# 9 spiecies in one hunt.



## Bloodyblinddoors (Oct 25, 2006)

I get accited when we have a mixed bag hunt. Three of the ducks taken today are going to the taxidermist. I shot the first full colored pintail of my life and I did it in my normal stomping grounds right here in MN. We ended up shooting 9 species of ducks plus honkers. Not one was a BW teal, GW teal or woodduck. It was a good hunt with good friends.


----------



## Drake Jake (Sep 25, 2007)

nice! what 3rd duck is being mounted? i assume the pintail and wigeon will be.


----------



## Gildog (Jan 30, 2007)

i'd guess the redhead might get mounted.

are the 9 species

widgeon
pintail
shoveler
gadwall
red head
mallard
bufflehead
bluebill
ring necked duck
?


----------



## Gildog (Jan 30, 2007)

maybe they are mounting the buff...


----------



## barebackjack (Sep 5, 2006)

Awesome wigeon man!

Thats one bird that one my hit list for the wall. Love those things.


----------



## Chester (Sep 12, 2003)

I love that you shot a spoonie! :beer:


----------



## malspeck (Nov 21, 2005)

That's what I call a perfect hunt! A little bit of everything!


----------



## huntingdude16 (Jul 17, 2007)

Nice!

The pinny and wegion should make great mounts. :thumb:


----------



## Wld Fowl (May 29, 2006)

Nice hunt!


----------



## Bloodyblinddoors (Oct 25, 2006)

Drake Jake said:


> nice! what 3rd duck is being mounted? i assume the pintail and wigeon will be.

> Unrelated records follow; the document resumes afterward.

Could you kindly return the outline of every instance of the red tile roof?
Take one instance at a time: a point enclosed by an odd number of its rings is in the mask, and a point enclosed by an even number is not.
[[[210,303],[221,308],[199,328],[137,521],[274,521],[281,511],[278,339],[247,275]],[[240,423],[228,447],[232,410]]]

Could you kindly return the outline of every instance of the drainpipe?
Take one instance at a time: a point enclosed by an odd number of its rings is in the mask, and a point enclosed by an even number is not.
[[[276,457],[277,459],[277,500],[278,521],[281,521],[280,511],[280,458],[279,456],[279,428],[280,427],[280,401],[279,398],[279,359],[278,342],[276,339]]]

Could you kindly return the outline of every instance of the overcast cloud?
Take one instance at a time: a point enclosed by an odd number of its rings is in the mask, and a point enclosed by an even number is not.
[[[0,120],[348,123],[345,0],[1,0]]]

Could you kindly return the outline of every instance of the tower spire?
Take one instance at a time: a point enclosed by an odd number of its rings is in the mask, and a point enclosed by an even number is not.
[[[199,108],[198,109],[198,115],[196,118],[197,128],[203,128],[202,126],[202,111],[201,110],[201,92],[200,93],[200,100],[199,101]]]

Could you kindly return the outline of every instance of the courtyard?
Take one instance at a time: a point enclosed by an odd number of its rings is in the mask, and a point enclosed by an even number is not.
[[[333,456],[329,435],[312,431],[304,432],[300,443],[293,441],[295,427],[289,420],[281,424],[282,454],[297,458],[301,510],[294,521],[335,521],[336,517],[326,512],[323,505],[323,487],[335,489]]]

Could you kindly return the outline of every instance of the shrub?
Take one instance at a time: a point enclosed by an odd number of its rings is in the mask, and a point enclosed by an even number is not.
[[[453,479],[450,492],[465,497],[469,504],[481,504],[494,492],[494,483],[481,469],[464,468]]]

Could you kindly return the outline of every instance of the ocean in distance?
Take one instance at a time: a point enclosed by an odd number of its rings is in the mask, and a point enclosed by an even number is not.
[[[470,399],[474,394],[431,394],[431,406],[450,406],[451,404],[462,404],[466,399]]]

The bufflehead is also goin on the wall by a kid who has never shot one. Was a flawless bird. The redhead could also easily go on the wall but I shot it and I already have one mounted


----------



## Bloodyblinddoors (Oct 25, 2006)

Gildog said:


> are the 9 species
> 
> widgeon
> pintail
> ...


Right on bro! I should also add that we had to pass on a pair of Canvasbacks :evil: :evil: :evil: First two ducks of the morning and the drake looked perfect from what we saw of him.


----------



## Bloodyblinddoors (Oct 25, 2006)

Chester said:


> I love that you shot a spoonie! :beer:


Without hesitation  I'll give those suckers a steel ride all day long. They'll go into the meat grinder just the same as all the other duck and goose meat that goes into the waterfowl hotdog concoction 8)


----------



## Drake Jake (Sep 25, 2007)

we saw the first canvasbacks we have ever seen in our lives today and of course you cant shoot one this year. they fly fast as hell!


----------



## huntingdude16 (Jul 17, 2007)

Cans are the fastest flying duck.^


----------



## ndwaterfowler (May 22, 2005)

Awesome hunt! Great looking birds for this time of year. Thanks for sharing!

Chris


----------



## huntingtim08 (Sep 17, 2004)

Nice mixed bag. Those are some beautiful birds and that pintail is gourgeous(sp?)!!


----------



## pointblankshot (Nov 2, 2005)

Great job and thanks for sharing the awesome pics! I've shot several pintail in my day but that one you have there takes the cake!


----------



## djleye (Nov 14, 2002)

> I get accited


Hwat thu hel dus thet meeen???

Just kidding, nice mixed bag. Field hunter would be jealous of the shovey!!! :wink:


----------



## USAlx50 (Nov 30, 2004)

Its the ole classic MN pile pic, pile em up on the concrete landing :lol:

Looks like a fun hunt, nice mixed bag.


----------



## WingedShooter7 (Oct 28, 2005)

I would of mounted every bird but the mallard and goose! That's one sweet looking hunt


----------